王様や王妃様も、流石に今回ザカライアが起こした騒ぎを無かったことには出来ず、彼は王太子の地位を、出来の良い第2王子に譲る事となった。
瑕疵のある私には今後結婚なんて無理だろうから、いっそのこと修道女にでもなって穏やかな余生を送ろう、と決意した途端、求婚の申し込みが連日のように舞い込んできてビックリだ。
何でも、長い間あの我儘なザカライアの婚約者を続けてきたという事実が、他の貴族たちに好意的に受け取られていたらしい。

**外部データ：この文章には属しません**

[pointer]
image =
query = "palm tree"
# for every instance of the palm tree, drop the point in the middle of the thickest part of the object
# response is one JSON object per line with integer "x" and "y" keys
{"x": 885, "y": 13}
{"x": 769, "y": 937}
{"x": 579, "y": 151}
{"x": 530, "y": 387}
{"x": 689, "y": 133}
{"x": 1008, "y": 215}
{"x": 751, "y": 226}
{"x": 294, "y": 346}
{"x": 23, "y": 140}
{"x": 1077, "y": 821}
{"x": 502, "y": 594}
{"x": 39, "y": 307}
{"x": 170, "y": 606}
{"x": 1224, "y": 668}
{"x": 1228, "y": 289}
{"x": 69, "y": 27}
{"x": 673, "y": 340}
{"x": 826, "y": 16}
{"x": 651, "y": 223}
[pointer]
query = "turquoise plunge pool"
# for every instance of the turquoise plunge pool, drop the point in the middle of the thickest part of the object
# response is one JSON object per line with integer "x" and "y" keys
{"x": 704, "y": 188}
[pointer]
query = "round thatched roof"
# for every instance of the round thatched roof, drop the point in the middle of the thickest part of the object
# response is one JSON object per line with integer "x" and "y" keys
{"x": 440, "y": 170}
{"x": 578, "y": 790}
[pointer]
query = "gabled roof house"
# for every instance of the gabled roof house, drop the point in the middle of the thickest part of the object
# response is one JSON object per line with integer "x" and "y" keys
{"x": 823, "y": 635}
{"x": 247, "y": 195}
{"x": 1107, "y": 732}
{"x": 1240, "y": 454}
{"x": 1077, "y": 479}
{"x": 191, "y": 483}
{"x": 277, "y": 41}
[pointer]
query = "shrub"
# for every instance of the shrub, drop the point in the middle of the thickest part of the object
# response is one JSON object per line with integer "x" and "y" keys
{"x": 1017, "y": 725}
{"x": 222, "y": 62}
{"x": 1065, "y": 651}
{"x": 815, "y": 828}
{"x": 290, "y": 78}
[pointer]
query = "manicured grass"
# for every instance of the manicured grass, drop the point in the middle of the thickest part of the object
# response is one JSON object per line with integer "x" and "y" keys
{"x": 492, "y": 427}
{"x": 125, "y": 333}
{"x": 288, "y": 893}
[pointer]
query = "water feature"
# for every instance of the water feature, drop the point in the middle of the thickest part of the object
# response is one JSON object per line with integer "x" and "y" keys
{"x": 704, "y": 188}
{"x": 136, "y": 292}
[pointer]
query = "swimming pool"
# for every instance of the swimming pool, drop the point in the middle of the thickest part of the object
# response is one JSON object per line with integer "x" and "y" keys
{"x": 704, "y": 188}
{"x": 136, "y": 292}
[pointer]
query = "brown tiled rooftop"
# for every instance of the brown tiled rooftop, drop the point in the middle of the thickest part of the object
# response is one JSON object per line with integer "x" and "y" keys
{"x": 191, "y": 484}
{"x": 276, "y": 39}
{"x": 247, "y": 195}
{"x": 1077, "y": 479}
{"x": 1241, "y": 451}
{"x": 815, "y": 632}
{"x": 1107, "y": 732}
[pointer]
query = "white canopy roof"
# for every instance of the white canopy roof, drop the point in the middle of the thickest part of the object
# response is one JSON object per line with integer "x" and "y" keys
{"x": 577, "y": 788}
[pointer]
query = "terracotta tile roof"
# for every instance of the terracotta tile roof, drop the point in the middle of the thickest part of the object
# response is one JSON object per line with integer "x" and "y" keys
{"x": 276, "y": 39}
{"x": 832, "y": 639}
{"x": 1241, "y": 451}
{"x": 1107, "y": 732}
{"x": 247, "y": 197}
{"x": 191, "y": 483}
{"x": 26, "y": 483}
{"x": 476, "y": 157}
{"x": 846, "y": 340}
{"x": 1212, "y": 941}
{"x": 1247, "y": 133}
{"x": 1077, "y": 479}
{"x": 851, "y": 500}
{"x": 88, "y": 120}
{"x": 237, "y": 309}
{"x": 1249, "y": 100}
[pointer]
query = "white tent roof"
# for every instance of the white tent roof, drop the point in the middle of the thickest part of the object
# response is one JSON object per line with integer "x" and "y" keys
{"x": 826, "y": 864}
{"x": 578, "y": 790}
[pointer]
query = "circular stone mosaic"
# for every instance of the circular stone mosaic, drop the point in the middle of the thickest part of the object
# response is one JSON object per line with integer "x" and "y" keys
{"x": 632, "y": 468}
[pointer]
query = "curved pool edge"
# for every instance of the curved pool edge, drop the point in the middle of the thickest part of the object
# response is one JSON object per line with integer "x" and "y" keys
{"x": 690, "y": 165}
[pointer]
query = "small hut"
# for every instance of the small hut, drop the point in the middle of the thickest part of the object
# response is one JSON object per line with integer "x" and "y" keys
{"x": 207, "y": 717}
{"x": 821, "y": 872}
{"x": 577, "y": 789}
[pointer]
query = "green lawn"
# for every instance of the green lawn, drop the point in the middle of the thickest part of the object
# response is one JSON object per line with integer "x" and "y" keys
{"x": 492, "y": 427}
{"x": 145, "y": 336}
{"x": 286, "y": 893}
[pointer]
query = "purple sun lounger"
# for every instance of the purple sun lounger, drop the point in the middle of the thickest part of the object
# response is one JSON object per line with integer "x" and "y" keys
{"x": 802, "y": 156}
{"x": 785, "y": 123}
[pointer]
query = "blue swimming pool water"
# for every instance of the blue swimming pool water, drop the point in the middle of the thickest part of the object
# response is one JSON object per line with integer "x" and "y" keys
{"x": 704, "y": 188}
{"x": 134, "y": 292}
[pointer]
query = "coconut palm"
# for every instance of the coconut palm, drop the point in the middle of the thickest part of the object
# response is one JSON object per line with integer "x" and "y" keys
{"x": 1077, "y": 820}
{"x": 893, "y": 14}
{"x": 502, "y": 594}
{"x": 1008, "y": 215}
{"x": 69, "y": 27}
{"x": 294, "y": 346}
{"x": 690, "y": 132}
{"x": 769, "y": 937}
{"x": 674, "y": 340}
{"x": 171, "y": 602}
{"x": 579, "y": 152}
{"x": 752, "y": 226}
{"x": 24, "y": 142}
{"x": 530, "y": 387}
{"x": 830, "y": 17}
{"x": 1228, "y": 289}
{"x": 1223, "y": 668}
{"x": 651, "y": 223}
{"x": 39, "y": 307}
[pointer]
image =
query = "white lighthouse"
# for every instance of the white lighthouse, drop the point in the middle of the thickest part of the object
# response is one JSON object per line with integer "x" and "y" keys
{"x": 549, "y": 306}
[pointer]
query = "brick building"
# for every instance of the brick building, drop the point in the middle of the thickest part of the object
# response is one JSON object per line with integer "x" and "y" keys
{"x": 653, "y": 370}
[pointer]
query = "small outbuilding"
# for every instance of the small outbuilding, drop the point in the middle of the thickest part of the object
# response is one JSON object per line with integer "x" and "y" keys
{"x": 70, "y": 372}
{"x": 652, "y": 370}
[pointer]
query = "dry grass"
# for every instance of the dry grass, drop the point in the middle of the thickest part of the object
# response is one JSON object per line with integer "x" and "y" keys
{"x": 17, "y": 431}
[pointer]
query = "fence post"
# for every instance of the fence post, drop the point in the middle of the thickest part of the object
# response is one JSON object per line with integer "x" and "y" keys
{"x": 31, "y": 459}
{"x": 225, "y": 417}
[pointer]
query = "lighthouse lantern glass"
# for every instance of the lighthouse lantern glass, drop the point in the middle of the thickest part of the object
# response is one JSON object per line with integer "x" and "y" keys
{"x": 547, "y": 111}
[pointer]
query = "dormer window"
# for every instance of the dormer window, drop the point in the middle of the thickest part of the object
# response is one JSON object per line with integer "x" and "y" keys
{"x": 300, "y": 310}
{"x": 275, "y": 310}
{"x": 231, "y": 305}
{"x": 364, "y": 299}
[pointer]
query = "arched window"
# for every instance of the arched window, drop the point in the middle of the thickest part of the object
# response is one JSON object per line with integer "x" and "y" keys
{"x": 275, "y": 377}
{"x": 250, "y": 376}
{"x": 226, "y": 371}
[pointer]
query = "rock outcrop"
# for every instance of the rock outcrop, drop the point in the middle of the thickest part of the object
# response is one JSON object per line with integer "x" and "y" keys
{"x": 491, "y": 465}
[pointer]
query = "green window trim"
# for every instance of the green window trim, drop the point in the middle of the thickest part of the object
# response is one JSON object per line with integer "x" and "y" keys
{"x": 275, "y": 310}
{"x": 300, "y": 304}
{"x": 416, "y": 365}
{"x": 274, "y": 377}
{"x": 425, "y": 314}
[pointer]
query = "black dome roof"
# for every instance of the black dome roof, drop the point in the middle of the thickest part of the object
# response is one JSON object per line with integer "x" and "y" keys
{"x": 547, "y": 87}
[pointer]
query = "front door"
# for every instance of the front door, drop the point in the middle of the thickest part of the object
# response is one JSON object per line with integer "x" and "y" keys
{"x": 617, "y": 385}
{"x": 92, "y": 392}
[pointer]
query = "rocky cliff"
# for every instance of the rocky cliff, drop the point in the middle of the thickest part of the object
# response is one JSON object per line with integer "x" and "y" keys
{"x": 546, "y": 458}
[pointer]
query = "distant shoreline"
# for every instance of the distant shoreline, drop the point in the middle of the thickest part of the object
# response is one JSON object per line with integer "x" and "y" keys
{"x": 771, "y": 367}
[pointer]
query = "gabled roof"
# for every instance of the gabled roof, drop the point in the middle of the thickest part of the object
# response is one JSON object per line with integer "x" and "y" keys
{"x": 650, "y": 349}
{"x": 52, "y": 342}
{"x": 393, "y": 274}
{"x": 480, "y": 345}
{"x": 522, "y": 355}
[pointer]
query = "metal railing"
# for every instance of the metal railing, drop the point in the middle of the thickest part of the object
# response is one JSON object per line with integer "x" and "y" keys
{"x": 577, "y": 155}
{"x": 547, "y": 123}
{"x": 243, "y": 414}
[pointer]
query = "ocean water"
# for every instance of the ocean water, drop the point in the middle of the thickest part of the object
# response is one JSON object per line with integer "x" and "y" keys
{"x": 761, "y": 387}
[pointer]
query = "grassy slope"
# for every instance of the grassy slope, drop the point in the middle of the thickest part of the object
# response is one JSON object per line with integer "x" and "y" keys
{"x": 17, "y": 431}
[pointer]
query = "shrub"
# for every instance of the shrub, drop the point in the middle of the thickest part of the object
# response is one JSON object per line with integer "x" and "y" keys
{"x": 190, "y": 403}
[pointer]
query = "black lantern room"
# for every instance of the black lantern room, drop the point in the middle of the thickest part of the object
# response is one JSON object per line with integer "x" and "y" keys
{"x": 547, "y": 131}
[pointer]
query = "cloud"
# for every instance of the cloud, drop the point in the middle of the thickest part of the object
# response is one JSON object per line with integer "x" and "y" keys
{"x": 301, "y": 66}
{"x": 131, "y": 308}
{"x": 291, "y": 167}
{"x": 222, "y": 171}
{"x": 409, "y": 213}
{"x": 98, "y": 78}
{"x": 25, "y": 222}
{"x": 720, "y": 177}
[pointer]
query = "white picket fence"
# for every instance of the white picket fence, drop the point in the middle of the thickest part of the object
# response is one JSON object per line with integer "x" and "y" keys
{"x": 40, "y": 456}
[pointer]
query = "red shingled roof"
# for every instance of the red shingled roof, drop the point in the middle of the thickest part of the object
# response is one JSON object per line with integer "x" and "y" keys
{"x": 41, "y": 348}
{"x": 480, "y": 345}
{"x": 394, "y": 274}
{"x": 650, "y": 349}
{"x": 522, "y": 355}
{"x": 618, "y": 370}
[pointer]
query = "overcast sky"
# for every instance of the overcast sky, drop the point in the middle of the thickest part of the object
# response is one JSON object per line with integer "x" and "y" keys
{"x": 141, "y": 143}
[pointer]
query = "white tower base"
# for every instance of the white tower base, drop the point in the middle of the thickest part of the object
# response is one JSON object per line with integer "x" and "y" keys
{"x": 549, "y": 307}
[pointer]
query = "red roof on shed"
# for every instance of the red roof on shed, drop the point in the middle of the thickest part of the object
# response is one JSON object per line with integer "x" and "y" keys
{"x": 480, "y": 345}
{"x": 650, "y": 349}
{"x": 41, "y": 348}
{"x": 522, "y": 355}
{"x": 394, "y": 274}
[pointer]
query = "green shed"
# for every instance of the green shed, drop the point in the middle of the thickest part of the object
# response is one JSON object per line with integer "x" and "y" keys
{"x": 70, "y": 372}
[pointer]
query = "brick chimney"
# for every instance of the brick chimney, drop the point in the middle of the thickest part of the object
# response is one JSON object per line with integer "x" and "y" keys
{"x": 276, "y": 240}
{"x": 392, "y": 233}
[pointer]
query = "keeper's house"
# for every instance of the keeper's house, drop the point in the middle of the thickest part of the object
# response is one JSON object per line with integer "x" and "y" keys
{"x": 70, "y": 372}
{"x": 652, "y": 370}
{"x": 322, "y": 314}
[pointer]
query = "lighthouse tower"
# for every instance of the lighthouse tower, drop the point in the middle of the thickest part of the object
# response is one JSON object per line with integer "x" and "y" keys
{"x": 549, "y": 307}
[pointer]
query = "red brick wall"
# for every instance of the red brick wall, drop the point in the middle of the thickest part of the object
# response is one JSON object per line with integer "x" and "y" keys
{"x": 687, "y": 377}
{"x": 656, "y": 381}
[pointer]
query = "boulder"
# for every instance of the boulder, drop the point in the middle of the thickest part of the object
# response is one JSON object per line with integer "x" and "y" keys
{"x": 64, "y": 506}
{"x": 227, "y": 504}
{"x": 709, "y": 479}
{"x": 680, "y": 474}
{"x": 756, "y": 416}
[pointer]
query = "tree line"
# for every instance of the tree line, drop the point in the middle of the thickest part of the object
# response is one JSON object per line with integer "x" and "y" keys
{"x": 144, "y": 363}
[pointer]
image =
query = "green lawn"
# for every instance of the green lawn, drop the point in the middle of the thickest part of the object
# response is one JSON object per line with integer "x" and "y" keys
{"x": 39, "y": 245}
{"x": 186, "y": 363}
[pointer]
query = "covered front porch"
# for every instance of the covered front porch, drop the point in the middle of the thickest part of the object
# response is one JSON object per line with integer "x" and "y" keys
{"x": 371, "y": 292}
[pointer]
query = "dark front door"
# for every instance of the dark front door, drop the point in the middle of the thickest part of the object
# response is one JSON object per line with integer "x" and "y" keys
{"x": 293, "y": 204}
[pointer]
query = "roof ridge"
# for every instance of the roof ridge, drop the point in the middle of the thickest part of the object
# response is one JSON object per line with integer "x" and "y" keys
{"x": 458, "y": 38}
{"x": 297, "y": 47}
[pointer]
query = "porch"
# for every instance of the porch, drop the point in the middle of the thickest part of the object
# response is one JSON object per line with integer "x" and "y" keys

我慢強く気骨のある女性──って、うら若き貴族令嬢としてはどうなんだろう? 言いたい事は色々あるけど、それが今の私の評価だ。
お父様が「今まで散々苦労して来たから、新たな婚約者は自分で決めなさい」と言ってくれた。
自国の貴族だけではなく他国の高位貴族まで含んで、高々と積み上げられた大量の釣り書きの中から私が選んだのは、一番身分の低い人。
お父様からは本当にその人で良いのかと何度も念押しされたが、自由になった私の両手は、全力で彼を捕まえた。
その人は最近爵位を賜り、新たな王太子の補佐として王宮に勤め、将来の宰相と目されている超エリートさんだ。
王宮勤めで高給取りの彼は、婚約者の私に毎日花束や心のこもった手紙、沢山の贈り物を持ってくる。
あまり無理はしないでね、と私が言うと「サラを目一杯甘やかす事が、ボクの長年の夢だったんだ」と、とろけそうな優しい笑顔で、熱が上がるような事を囁いてきて非常に困る。
どうやって結婚式までに私の心臓を保たせるかが、今現在の最大の課題だ。
愛しい彼の名は、レスリー・ハーディング男爵。
私よりも可愛らしい顔立ちが、唯一の玉に瑕。
※誤字報告ありがとうございました。